ISIS Faces Foreign Foes As Various Actors Circle Iraq
What are the prospects of foreign intervention to check ISIS?
— -- Since ISIS (the Islamic State of Iraq and Syria) intensified its land-grab across Iraq and Syria in early June, foreign powers have been drawn into the fight against the Sunni militant group. On Monday it formally declared a Islamic caliphate over its terrain, a proto-state governed by strict Islamic law.
It's a complicated web. In the last two weeks, Iran has said it is ready to further boost Iraq's Shiite-led government with military support. Syria's President Bashar al-Assad bombed ISIS targets in Raqqa and along the Iraqi border. Hezbollah, the pro-Assad Lebanese group, said this week that it was prepared to fight "five times harder" against ISIS in Iraq than it already has in Syria. As a result, ISIS declared war on Hezbollah.

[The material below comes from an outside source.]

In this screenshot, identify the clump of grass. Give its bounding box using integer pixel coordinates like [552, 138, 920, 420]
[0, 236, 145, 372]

Then there are its foes outside the Iran-Syria-Hezbollah alliance. Earlier this week, U.S. President Barack Obama asked Congress for an additional $500 million to arm and train moderate rebels, who have been fighting against ISIS. American allies like Jordan and Saudi Arabia have a significant strategic interest in stemming ISIS, which now holds terrain uncomfortably close to its borders.
We asked Matthew Levitt, the Fromer-Wexler fellow and director of the Washington Institute's Stein Program on Counterterrorism and Intelligence, to weigh in on the prospects of foreign intervention to check ISIS, particularly the chances that the U.S. will get further involved.

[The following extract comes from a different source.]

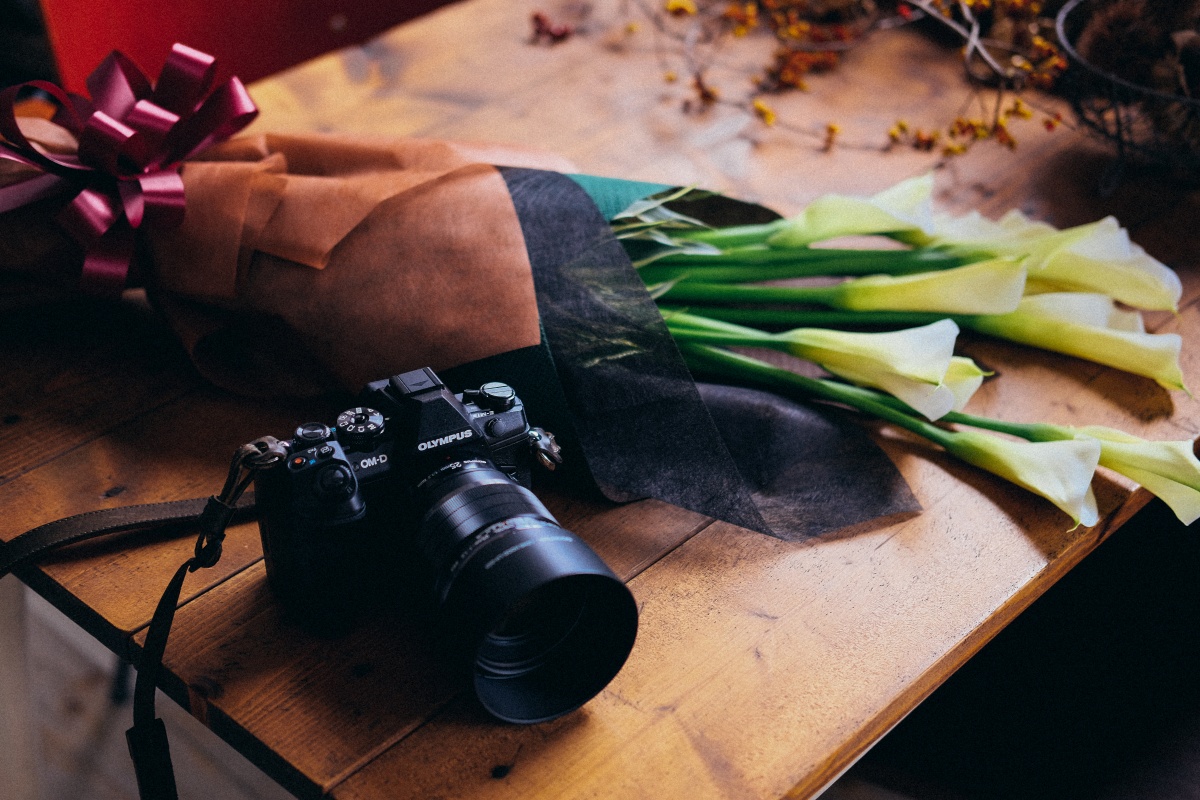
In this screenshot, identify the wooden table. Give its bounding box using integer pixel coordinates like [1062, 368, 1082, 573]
[7, 0, 1200, 800]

Syria Deeply: How concerned is ISIS right now about intervention by foreign powers?
Matthew Levitt: I can't imagine that ISIS thought it would take over huge swaths of a country that was functioning – unlike Syria – and there wouldn't be concern in both the [Arab] region and the West. What you have is the influx of Shia militias, support from Iran and a tremendous number of arms, and intelligence cooperation with the West on the part of both Iraq and Iran.
There's a reason why ISIS was kicked out of al-Qaida, and why it's considered more radical than al-Qaida. They believe that al-Qaida is sitting on the sidelines, not doing what has to be done. They also feel that in Iraq, there is an opportunity [for power] because the central government, which is Shia-dominated, has created problems for the Sunnis. ISIS takes solace in the fact that it has cooperation from tribes, and that some in the Gulf have been referring to events in Iraq as an intifada. There was a Saudi journalist who referred to what was happening in Iraq as "the wrong people doing the right thing" – that the Sunnis, in other words, should be rising up, and other Sunnis should be supporting them, but ISIS is the wrong group to [lead] this.
Syria Deeply: What about a U.S. intervention? At this point, the U.S. line is less hawkish than it has been in crises in Iraq in the past.
Levitt: Most people in the region across the spectrum look at the U.S. today and see a country and an administration that is looking to get out of conflicts, not get back into them. They've heard Obama say that he wants to avoid making mistakes, and the way to make mistakes is to get involved in military conflicts. I think they look at the red line fiasco in Syria and see a United States that is not necessarily willing to enforce its own red lines.